Players: Splyt, Validated (acquired by Moovel), Miles

  1. Optimising public transport through city scale simulation. For all the talk of new entrants to the transport market, the real hero of urban transport is the mass transit system. In London, 45% of the capital’s 27 million daily trips are taken on trains and buses. At peak times (commuting hours) that percentage is much higher. As cities grow in population, they need more infrastructure – that is inescapable. But there is a huge opportunity both to do more with the infrastructure we have and to better direct our infrastructure spend. Analysis that was expensive or time intensive in the past can now be done almost instantaneously, as companies harness the vast datasets produced by transport operators to optimise the system.

Players: Optibus, Swiftly, Immense Simulations

  1. Subscription access to cars (and other vehicles) coming of age. Car subscriptions offer flexible all-inclusive contracts that give the user access to a fully insured and maintained car for a single monthly payment. Subscription approaches to other, lower value vehicles such as e-bikes, scooters and mopeds are also becoming more common. The less we rely on our cars for our daily transportation, the less prepared we are to commit to the upfront payments and long-term financial products car ownership usually requires. Underpinned by a more general trend towards subscribing for consumer goods (phones, laptops, entertainment etc), flexible car subscriptions will be on the rise.
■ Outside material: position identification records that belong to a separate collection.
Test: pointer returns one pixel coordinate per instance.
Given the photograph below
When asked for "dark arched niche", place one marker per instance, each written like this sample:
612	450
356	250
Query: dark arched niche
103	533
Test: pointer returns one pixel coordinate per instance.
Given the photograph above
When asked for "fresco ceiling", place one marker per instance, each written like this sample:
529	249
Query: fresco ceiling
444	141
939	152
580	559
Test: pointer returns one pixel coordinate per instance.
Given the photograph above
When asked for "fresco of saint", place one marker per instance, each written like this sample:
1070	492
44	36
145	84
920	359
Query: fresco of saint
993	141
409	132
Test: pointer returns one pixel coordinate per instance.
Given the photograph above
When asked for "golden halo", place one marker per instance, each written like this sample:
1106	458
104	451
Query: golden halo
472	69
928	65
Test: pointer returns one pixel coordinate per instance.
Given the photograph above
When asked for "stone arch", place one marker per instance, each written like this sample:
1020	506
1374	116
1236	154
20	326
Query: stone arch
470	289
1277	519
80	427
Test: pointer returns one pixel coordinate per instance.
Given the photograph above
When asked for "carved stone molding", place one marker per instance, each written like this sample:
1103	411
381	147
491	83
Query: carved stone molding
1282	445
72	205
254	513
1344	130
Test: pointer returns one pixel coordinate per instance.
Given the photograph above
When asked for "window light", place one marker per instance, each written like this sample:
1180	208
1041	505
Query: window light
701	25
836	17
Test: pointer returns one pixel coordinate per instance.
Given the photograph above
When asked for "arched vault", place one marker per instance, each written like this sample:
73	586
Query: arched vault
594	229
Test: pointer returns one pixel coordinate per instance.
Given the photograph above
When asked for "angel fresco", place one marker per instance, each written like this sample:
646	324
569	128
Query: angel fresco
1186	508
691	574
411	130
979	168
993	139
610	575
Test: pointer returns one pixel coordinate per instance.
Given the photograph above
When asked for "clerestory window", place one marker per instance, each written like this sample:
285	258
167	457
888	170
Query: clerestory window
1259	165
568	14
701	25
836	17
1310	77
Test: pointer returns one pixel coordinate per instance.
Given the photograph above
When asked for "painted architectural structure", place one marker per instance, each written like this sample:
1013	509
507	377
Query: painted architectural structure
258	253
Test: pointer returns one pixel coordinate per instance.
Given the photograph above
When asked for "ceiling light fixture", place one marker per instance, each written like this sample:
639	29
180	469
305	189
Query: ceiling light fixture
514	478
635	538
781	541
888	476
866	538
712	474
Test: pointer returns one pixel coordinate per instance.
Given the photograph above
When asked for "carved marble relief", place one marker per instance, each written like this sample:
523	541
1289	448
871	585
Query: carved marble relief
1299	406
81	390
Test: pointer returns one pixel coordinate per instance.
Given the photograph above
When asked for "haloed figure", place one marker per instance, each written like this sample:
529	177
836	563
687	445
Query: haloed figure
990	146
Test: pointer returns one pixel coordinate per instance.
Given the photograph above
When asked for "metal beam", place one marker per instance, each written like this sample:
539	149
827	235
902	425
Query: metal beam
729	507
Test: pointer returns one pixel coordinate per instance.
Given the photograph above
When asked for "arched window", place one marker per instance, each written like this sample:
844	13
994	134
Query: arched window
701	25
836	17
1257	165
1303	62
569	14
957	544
Players: Evezy, Drover, Cluno, Fair.com, Driver 1, Vanmoof

  1. Enabling the mass adoption of electric vehicles. There are few trends in mobility that are as widely agreed upon as the shift to EVs. That said, one big challenge remains – namely, getting our energy infrastructure ready for mass adoption. People we know and trust at energy suppliers, charging networks, OEMs, local councils and the grid all say this is one of the biggest challenges faced by EV adoption. We are actively searching for the companies building the software and systems that will enable us to serve the growing demand for EV charging.